MEMORIES
   by John B. Walsh

I often wonder why, when after 50 years and miles away from my home at Merasheen, I am so very much still attached. Is it loneliness for the good and bad times stored in my long-term memories? Surely it is for the friendships of buddies and gals, but most of all, it must be because of the close community we had on our own isolated island. There we knew everyone and depended on all to make our then hardened lives worth living from year to year.

The pillars of family, of school, church and friends were very important in moulding us for life in later years. In our village everyone pulled together to help, and doors to our favourite homes were always open for evening chats and sharing. For certain, it was not for the weather.

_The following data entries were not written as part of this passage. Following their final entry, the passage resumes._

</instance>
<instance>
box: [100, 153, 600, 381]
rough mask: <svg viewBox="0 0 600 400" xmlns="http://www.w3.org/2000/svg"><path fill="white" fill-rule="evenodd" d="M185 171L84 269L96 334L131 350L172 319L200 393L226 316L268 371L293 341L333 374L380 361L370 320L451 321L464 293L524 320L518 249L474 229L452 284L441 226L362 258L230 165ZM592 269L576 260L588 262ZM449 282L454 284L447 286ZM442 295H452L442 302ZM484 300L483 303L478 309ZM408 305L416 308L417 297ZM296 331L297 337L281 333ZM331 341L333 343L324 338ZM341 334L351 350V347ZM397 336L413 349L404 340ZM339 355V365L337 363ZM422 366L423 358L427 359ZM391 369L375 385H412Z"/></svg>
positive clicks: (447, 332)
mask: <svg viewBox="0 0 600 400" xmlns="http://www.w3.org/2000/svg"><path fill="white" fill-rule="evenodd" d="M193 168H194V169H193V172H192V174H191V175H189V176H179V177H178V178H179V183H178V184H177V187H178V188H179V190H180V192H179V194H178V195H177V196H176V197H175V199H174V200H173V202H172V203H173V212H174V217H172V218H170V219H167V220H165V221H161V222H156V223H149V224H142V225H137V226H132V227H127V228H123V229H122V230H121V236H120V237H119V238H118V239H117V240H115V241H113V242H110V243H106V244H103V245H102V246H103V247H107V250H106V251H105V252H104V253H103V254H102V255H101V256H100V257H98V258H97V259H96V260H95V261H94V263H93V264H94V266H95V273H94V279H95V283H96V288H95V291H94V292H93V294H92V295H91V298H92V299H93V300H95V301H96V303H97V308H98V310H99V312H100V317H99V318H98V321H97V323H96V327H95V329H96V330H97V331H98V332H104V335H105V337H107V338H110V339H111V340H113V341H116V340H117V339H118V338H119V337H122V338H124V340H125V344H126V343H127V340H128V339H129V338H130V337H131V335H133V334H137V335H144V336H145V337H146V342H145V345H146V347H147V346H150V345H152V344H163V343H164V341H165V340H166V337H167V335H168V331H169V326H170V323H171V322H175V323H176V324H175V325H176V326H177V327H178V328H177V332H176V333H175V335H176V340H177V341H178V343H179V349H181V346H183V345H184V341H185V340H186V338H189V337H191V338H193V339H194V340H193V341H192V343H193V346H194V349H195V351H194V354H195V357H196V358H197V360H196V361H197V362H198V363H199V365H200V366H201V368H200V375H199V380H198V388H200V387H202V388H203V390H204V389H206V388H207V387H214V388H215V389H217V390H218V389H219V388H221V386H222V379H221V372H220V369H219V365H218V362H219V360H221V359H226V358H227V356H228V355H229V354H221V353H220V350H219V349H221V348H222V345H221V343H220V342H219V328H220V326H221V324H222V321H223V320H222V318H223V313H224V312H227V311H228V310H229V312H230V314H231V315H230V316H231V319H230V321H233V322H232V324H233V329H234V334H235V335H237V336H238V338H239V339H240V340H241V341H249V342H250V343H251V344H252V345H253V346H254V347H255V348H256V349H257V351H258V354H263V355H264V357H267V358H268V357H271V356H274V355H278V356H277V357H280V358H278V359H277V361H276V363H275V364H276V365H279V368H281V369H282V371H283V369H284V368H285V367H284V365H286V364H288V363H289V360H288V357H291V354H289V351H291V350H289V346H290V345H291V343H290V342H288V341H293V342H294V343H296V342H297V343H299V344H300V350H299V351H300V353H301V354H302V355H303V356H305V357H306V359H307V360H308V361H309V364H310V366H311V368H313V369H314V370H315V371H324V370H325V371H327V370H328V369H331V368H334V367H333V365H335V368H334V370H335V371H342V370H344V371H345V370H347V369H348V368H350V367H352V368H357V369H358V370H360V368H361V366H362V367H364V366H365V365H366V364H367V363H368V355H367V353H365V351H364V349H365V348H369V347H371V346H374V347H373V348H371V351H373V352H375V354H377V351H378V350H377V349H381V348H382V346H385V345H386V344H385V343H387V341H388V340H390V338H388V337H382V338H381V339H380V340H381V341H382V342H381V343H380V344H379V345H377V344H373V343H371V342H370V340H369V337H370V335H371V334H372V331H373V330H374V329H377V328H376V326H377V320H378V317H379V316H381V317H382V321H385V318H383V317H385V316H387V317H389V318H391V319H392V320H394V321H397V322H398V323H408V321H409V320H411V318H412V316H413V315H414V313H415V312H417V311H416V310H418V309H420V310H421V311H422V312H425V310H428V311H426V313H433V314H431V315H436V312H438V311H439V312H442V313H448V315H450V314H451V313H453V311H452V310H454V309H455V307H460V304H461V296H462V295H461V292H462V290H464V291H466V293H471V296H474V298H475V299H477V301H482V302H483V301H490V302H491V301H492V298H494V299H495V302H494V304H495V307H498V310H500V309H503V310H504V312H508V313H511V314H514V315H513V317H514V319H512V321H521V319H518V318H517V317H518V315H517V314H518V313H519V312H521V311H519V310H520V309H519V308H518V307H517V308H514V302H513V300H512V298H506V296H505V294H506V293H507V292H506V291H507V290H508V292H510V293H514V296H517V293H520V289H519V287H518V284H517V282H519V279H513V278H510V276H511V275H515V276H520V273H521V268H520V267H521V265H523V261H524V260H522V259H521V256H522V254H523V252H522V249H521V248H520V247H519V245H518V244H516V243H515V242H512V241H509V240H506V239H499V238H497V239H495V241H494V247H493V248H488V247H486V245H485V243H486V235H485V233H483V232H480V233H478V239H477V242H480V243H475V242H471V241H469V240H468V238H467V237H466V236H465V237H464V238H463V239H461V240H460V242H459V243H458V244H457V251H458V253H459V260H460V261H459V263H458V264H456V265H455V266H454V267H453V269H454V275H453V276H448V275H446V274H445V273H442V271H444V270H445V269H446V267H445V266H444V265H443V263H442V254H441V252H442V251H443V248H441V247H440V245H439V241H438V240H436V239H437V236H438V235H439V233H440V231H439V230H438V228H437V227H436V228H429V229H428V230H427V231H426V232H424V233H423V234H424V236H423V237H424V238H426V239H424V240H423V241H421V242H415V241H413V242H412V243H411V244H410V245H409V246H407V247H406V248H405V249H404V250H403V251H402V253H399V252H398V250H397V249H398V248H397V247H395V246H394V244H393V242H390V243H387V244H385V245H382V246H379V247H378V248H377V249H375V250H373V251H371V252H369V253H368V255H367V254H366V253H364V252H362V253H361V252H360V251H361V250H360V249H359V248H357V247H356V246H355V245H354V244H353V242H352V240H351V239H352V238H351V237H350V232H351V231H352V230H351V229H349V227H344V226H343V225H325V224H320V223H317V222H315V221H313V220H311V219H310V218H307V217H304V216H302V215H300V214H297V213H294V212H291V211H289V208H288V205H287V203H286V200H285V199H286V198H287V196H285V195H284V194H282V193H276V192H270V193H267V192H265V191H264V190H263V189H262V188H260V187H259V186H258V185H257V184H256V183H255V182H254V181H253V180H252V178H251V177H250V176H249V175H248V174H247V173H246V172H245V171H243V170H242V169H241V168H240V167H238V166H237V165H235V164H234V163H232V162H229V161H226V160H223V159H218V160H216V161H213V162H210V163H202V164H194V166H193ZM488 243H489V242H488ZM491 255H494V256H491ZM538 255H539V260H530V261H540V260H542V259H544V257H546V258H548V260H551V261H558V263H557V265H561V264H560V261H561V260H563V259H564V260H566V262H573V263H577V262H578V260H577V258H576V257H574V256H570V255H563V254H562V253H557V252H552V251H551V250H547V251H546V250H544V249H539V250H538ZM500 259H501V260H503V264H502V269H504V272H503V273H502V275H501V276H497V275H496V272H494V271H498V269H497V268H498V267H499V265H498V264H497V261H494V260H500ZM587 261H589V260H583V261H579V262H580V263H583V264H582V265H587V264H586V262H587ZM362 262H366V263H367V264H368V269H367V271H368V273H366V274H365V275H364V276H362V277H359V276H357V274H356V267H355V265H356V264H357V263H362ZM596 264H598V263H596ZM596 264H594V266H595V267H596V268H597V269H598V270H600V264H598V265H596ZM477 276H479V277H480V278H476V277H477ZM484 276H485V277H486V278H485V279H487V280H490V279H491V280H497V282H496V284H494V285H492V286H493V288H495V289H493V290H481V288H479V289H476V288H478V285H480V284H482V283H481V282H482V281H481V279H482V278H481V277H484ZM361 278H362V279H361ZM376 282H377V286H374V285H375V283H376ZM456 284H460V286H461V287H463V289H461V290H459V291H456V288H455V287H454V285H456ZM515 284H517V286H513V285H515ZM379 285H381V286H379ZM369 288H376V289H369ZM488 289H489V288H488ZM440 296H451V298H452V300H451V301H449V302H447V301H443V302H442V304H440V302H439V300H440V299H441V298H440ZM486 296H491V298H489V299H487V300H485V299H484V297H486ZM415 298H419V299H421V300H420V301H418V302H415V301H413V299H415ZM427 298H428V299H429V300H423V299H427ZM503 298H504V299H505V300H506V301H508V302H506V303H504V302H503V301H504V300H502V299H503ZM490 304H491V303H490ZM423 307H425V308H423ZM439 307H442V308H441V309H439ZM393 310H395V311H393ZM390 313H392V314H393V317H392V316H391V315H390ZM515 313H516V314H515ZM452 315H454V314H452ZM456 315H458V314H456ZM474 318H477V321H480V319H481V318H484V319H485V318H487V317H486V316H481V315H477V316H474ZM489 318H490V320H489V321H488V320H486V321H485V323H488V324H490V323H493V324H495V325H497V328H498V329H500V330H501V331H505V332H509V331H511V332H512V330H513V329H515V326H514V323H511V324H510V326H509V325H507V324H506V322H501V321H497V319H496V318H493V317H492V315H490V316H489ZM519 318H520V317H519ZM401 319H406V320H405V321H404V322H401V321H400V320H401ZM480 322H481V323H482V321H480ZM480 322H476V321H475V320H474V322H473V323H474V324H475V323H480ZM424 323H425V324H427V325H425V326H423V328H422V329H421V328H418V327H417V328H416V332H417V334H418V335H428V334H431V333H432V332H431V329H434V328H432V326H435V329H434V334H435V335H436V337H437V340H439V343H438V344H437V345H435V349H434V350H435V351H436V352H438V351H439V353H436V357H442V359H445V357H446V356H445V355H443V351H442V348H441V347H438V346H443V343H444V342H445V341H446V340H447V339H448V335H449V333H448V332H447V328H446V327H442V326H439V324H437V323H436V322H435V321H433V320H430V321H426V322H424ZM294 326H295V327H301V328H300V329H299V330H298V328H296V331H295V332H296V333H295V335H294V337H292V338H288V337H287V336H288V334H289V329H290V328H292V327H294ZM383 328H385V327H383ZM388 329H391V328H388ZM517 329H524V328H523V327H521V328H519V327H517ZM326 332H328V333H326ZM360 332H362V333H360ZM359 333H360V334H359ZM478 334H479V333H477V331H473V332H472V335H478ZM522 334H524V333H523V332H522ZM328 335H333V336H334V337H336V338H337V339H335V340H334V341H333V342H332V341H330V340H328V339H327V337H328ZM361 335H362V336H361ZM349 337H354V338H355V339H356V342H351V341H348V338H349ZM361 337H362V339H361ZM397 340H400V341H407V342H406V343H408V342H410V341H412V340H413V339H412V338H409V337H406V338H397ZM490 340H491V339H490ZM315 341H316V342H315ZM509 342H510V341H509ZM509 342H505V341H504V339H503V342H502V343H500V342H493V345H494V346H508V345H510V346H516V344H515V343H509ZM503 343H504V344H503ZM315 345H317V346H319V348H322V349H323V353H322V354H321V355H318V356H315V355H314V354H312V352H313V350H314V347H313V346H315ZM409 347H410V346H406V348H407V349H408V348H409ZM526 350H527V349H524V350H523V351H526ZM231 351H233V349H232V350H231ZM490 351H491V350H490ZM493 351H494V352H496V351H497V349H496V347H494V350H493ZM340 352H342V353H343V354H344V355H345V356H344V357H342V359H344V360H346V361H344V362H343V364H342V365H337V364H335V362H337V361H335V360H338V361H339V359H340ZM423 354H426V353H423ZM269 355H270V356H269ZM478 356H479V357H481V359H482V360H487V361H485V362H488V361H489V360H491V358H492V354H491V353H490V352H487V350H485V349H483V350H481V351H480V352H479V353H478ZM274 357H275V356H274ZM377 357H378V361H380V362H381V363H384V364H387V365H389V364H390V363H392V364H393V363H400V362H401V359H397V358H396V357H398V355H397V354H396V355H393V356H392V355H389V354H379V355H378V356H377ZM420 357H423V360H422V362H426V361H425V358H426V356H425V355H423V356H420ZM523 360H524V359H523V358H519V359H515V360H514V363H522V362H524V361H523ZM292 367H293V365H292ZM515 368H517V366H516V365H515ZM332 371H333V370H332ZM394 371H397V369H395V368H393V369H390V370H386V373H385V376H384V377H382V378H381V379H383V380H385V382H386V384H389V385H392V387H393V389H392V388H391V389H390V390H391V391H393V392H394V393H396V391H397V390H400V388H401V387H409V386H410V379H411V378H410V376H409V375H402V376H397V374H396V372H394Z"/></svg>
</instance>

We worked side by side to improve the roads to build the schools, church and hall, to decorate the church, and to plan a dance, card party or soup supper. We looked ahead to winter's work at home and summer to fish from dawn to dusk. The reward of a trip to St. John's, a garden party on Lady Day, or a game of Kat and goals on Sunday afternoon was our dream.

We didn't know back then, but it has been reinforced so many ways during my life, that we had something special at Merasheen that groomed us to stand out in our chosen place and field of work. An uncle once told me that our exposure to the unsheltered elements of nature on the wind swept land, and especially our mastery of the unpredictable sea, conditioned and trained us individually to accept, challenge, and to lead when others lacked the know how or sense of adventure to do what needed to be done. No doubt, it is a continuation of all that Merasheen drive, that gathers us from more and more distant places at the call for togetherness again each come home anniversary.

Let us make the year 2000 get together something that the children of Merasheen will remember vividly as we older folks do now - something to be proud of another 50 years down the road of life.